One oft heard criticism of GOP presidential hopeful Mitt Romney is that his core values always seem to be in flux. There is, however, one notable exception to this line of attack. Romney's commitment to his Mormon faith has not been challenged and should thus provide an opportunity to corner the candidate on his environmental views.

That is because Mormonism preaches we are stewards of the earth and ordains we must use its resources wisely to preserve the planet's beauty. Some Mormon politicians have put the emphasis on "preserve" and become national environmental leaders -- the Udall family (with two members currently in the U.S. Senate) being cases in point. Other Mormon politicians consider the "use" of resources to be the pivotal terminology. They view the phrase as essentially an invitation to heavily exploit the environment for commercial purposes, sometimes at great detriment to ecological health.
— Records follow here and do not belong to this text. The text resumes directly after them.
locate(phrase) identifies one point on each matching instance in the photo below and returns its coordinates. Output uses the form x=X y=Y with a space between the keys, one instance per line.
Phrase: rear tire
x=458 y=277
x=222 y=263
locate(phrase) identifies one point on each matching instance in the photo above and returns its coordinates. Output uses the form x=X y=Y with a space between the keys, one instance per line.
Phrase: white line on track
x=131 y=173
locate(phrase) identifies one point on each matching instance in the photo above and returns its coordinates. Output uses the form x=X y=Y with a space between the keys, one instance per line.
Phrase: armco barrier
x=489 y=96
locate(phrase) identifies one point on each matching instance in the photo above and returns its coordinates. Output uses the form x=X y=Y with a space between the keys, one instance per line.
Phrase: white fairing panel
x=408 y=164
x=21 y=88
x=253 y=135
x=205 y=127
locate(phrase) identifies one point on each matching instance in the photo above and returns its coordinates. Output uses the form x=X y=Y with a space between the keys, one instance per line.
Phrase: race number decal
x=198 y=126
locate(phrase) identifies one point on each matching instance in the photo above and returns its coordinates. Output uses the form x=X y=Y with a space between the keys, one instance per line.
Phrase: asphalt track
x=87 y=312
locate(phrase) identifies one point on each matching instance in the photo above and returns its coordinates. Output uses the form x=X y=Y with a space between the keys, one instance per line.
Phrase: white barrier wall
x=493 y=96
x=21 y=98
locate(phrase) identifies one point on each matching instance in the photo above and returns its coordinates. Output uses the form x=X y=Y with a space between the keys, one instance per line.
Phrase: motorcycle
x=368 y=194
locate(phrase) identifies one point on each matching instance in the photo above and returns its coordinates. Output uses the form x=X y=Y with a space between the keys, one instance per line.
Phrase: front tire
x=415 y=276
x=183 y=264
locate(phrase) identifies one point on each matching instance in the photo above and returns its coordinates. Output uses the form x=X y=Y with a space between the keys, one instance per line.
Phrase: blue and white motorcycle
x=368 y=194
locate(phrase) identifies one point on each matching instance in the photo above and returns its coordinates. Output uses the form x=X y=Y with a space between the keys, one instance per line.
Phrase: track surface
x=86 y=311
So which interpretation caries the day for Governor Romney? His silence is deafening, but on some of the nation's major environmental challenges, he is not alone.

Both he and President Obama have so far avoided any significant reference to environmental matters that have potentially life and death implications for future generations, if not out own. How does one correct this great disservice to the American people?

Long overdue pressure must come from the media, which now has guidance from some of the nation's preeminent science organizations in regard to drawing out the candidates. These scientific bodies have drafted the following elemental questions that they hope the press will pose and the candidates answer in prompt fashion. To paraphrase:

  • What are President Obama's and Governor Romney's positions on cap and trade, carbon taxes, and other emission reduction strategies designed to cope with climate change?
  • What policies would they support to meet energy demand while ensuring an economically and environmentally sustainable future?
  • What steps should the federal government take to assure the health, safety and productivity of the food supply?
  • What strategies should the federal government implement, if any, to secure clean, abundant fresh water for all Americans, especially in light of increasing consumption, evaporation and pollution?
  • What role should the federal government play in reversing the declining fisheries, deteriorating coral reefs, and increased pollution plaguing our oceans?
  • What moves should the federal government make to ensure the quality and availability of critical natural resources?

Politicians can't be let off the hook on these elemental matters, because if they don't address the questions head-on -- and soon -- our preoccupation with the economy could ultimately become academic.